Côte d’Ivoire : Tidjane Thiam a-t-il dépassé les limites dans son bras de fer avec Alassane Ouattara ?
Lemandatexpress – À une semaine de la présidentielle ivoirienne, la scène a fait grand bruit. Depuis Paris, où il réside depuis mars, Tidjane Thiam a lancé un appel à « libérer la Côte d’Ivoire », galvanisant une foule de militants venus protester contre un éventuel quatrième mandat d’Alassane Ouattara. L’intervention, filmée sous tous les angles, est devenue virale, s’imposant à la une de plusieurs journaux dès le lendemain. Pour le camp présidentiel, le leader du PDCI a franchi une ligne rouge selon Jeune Afrique.
Le 18 octobre, entouré de drapeaux ivoiriens et de pancartes hostiles au pouvoir, Thiam prend la parole sur une estrade improvisée : « Rien n’est plus important que la semaine qui vient. Nous avons sept jours pour libérer la Côte d’Ivoire », lance-t-il. Ses propos enflamment les réseaux sociaux.
Pendant ce temps à Abidjan, la campagne bat son plein. Les affiches des cinq candidats Alassane Ouattara, Simone Ehivet Gbagbo, Jean-Louis Billon, Henriette Lagou et Ahoua Don Mello tapissent les rues, sur fond de tensions persistantes. Plus de 700 personnes ont été interpellées lors de la dispersion d’une marche interdite de l’opposition.

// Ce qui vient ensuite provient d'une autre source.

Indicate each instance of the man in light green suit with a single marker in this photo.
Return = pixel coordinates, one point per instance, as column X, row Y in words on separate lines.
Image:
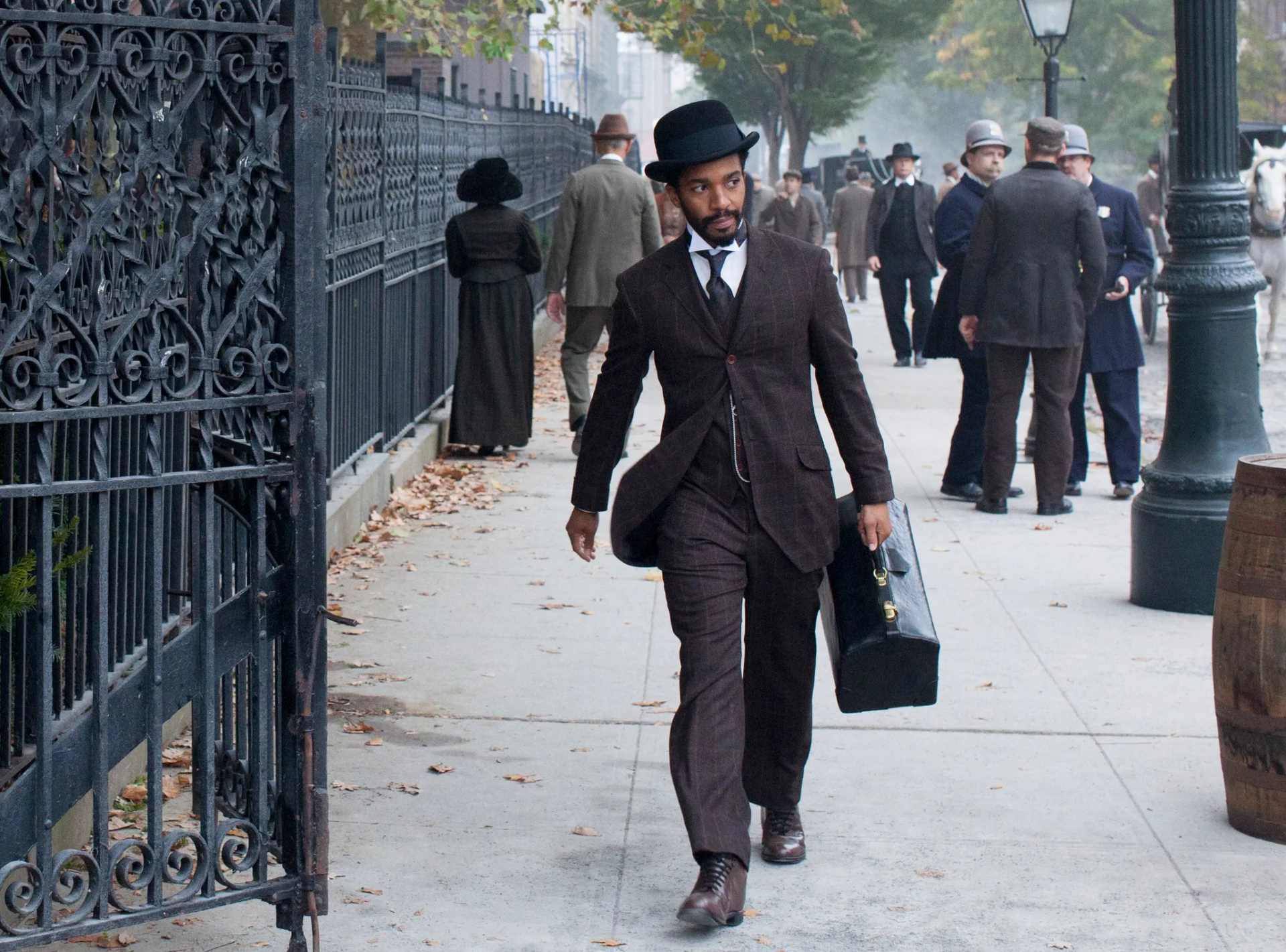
column 606, row 223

Le 25 octobre, Ouattara est réélu sans surprise. Le scrutin a été marqué par la mort de 11 personnes et l’arrestation de plus de 1 600 individus. Écarté de la course pour avoir renoncé trop tard à sa nationalité française, Tidjane Thiam a maintenu sa candidature jusqu’au bout, aux côtés de Laurent Gbagbo, lui aussi recalé par le Conseil constitutionnel.
Mais c’est son discours parisien qui continue d’alimenter la polémique. Le pouvoir juge l’appel « inacceptable », malgré les explications ultérieures du patron du PDCI, qui évoque un « trait d’humour » et assure qu’il voulait seulement dire « sauver » le pays. « Si Monsieur Thiam rentre au pays, il devra s’expliquer », glisse une source gouvernementale à Jeune Afrique. Aucune procédure judiciaire n’a toutefois été enclenchée.
Une relation autrefois cordiale
Loin de cette confrontation actuelle, les deux hommes ont pourtant entretenu une relation apaisée dans le passé. Selon Jeune Afrique, ils ont multiplié les rencontres à partir de 2021, jusqu’à un déjeuner en juin 2022 à Mougins, lieu de villégiature du couple présidentiel. Une rencontre facilitée par Dominique Ouattara, après un échange fortuit avec Thiam à Paris.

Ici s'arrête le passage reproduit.